A Quick Introduction to Blackjax#
BlackJAX is an MCMC sampling library based on JAX. BlackJAX provides well-tested and ready to use sampling algorithms. It is also explicitly designed to be modular: it is easy for advanced users to mix-and-match different metrics, integrators, trajectory integrations, etc.

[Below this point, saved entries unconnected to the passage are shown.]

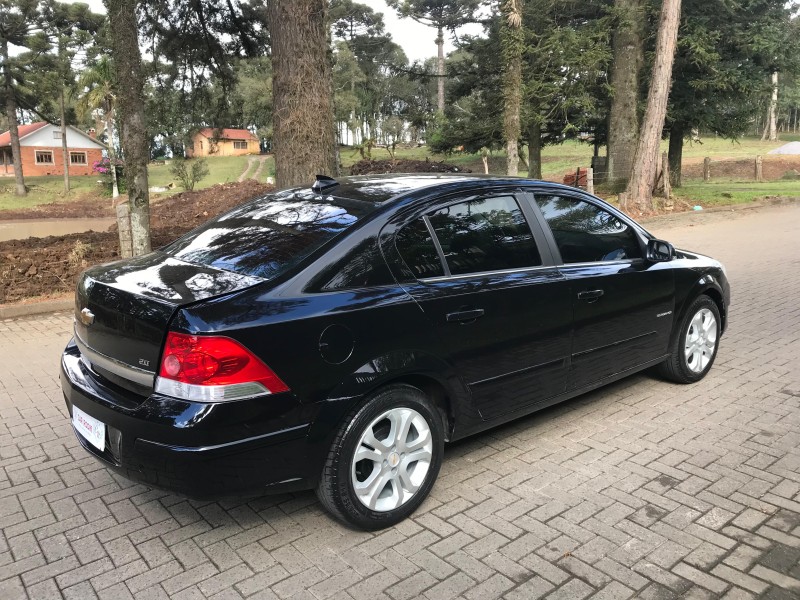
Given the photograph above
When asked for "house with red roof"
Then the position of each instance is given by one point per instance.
(40, 145)
(222, 142)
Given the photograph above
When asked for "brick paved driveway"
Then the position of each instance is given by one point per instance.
(640, 489)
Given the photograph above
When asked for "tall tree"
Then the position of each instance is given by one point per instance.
(135, 143)
(98, 99)
(304, 141)
(645, 165)
(69, 29)
(443, 15)
(19, 22)
(623, 126)
(725, 53)
(513, 46)
(771, 129)
(199, 49)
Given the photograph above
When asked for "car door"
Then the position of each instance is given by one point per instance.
(497, 305)
(623, 305)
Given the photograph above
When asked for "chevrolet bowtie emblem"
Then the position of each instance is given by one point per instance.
(86, 316)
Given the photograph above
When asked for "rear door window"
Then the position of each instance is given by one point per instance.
(490, 234)
(585, 232)
(415, 245)
(268, 236)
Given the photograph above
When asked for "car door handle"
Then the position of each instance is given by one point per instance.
(590, 295)
(465, 315)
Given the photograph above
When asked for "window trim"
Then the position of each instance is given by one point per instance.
(519, 195)
(39, 153)
(78, 153)
(638, 230)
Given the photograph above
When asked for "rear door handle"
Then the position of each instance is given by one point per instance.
(590, 294)
(465, 315)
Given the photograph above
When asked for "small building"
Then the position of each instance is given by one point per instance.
(222, 142)
(40, 145)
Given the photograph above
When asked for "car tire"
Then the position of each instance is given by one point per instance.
(384, 460)
(695, 347)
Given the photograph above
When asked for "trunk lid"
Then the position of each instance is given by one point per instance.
(122, 311)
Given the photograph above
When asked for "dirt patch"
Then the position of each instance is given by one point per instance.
(378, 167)
(774, 167)
(49, 266)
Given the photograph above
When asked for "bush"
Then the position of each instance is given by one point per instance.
(189, 176)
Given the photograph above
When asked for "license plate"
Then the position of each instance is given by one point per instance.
(91, 429)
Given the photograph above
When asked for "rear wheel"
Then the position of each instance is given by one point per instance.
(695, 348)
(384, 460)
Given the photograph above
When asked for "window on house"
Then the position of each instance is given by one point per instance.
(44, 157)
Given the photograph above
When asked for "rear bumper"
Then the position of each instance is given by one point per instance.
(195, 449)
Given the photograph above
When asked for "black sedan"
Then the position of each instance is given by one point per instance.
(335, 337)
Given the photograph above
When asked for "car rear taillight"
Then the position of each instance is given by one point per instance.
(213, 369)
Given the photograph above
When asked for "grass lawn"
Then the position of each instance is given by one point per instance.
(43, 190)
(721, 192)
(556, 161)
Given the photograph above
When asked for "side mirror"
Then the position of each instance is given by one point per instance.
(660, 251)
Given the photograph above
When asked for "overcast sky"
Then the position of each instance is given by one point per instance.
(417, 40)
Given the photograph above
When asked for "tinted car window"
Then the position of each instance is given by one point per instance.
(415, 245)
(587, 233)
(485, 235)
(267, 236)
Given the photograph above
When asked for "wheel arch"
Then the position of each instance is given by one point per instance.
(706, 285)
(432, 375)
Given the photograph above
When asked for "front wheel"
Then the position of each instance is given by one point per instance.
(695, 348)
(384, 460)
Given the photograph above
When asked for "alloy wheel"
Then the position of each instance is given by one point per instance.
(392, 459)
(701, 340)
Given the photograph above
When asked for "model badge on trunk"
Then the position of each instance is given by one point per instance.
(86, 316)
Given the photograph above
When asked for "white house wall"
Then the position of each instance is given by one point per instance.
(44, 137)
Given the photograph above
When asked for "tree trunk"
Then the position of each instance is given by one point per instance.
(302, 91)
(64, 147)
(770, 130)
(535, 149)
(623, 127)
(440, 71)
(11, 115)
(645, 165)
(513, 45)
(133, 125)
(112, 153)
(676, 135)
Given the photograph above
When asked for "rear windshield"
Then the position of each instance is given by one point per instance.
(267, 236)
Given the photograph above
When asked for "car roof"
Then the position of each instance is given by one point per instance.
(378, 189)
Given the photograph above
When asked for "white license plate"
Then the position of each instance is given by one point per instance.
(90, 428)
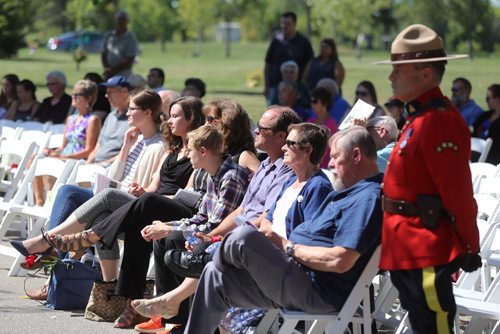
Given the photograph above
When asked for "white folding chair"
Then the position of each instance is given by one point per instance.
(56, 140)
(39, 137)
(484, 312)
(14, 152)
(9, 133)
(481, 146)
(34, 216)
(31, 125)
(56, 128)
(480, 170)
(84, 173)
(338, 323)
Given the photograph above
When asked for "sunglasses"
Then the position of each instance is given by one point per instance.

In this notebook we provide a simple example based on basic Hamiltonian Monte Carlo and the NUTS algorithm to showcase the architecture and interfaces in the library
import matplotlib.pyplot as plt
import numpy as np
import jax
import jax.numpy as jnp
import jax.scipy.stats as stats
import blackjax
from datetime import date
rng_key = jax.random.key(int(date.today().strftime("%Y%m%d")))
The Problem#
We’ll generate observations from a normal distribution of known loc
and scale
to see if we can recover the parameters in sampling. MCMC algorithms usually assume samples are being drawn from an unconstrained Euclidean space. Hence why we’ll log transform the scale parameter, so that sampling is done on the real line. Samples can be transformed back to their original space in post-processing. Let’s take a decent-size dataset with 1,000 points:
loc, scale = 10, 20
observed = np.random.normal(loc, scale, size=1_000)
def logdensity_fn(loc, log_scale, observed=observed):
"""Univariate Normal"""
scale = jnp.exp(log_scale)
logjac = log_scale
logpdf = stats.norm.logpdf(observed, loc, scale)
return logjac + jnp.sum(logpdf)
logdensity = lambda x: logdensity_fn(**x)
HMC#
Sampler Parameters#
inv_mass_matrix = np.array([0.5, 0.01])
num_integration_steps = 60
step_size = 1e-3
hmc = blackjax.hmc(logdensity, step_size, inv_mass_matrix, num_integration_steps)
Set the Initial State#
The initial state of the HMC algorithm requires not only an initial position, but also the potential energy and gradient of the potential energy at this position (for example, in the context of Bayesian modeling, the output of the log posterior function evaluated at the initial position). BlackJAX provides a new_state
function to initialize the state from an initial position.
initial_position = {"loc": 1.0, "log_scale": 1.0}
initial_state = hmc.init(initial_position)
initial_state
HMCState(position={'loc': 1.0, 'log_scale': 1.0}, logdensity=Array(-34776.312, dtype=float32), logdensity_grad={'loc': Array(1388.3499, dtype=float32, weak_type=True), 'log_scale': Array(64717.746, dtype=float32, weak_type=True)})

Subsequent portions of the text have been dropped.